In the Dominican Republic, Venegas was editor of the periodicals El Caribe and Diario Libre, as well as working in the Centro Cultural Eduardo León Jiménes and at Newlink Communications, an international public relations consultancy. He is a founding partner of Ediciones El Fogonero, a firm that consults in communication strategies and produces content.

==Awards and honors==
In Cuba, Venegas 'won' the Premio Nacional de Periodismo Cultural (National Prize for Cultural Journalism) in 1998 for his interview "Silvio Rodríguez, anxiety is the price of being yourself." In 2002, one of his reports published in El Caribe, "Tina Modotti never existed," won the Award of Excellence from the Society for News Design of the United States. In 2003, he was awarded the Premio Internacional de Cuento (International Short Story Award) from Casa de Teatro for his work "Irlanda está después del puente" ("Ireland after the bridge").

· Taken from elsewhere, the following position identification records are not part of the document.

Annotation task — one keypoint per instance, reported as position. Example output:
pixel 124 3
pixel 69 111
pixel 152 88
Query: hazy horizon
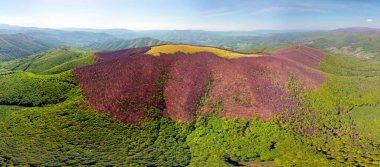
pixel 213 15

In 2015, Venegas was awarded the Premio Caonabo de Oro, the most well-known award granted by the Dominican Association of Journalists and Writers, for "his contributions to Dominican journalism and the great career he has had in the Dominican Republic as a writer and consultant".

Venegas' writings have appeared in reviews and publications in Cuba, Mexico, the Dominican Republic, Canada, the United States, Spain, Argentina and Germany, among others.

His blog, El Fogonero, created in 2006, is one of the most well-known blog addressing Cuban affairs.

==Works==
- Las canciones se olvidan. Mexico, 1992.
- De transparencia en transparencia (Anthology of poems). Cuba, 1993.
- Los trenes no vuelven. Cuba, 1994.
- Poesía Cubana: La Isla Entera. Spain, 1995.
- Dossier: 26 Nuevos Poetas Cubanos. Mapa Imaginario. Cuba, 1995.
- Cine Vedado. Cuba, 1996.
- Nuevos juegos prohibidos. Cuba, 1997.
- Itinerario. Dominican Republic, 2003.
- Irlanda está después del puente. Dominican Republic, 2004.
- Afuera. Spain, 2007.
- ¿Por qué decimos adiós cuando pasan los trenes?. Dominican Republic, 2011.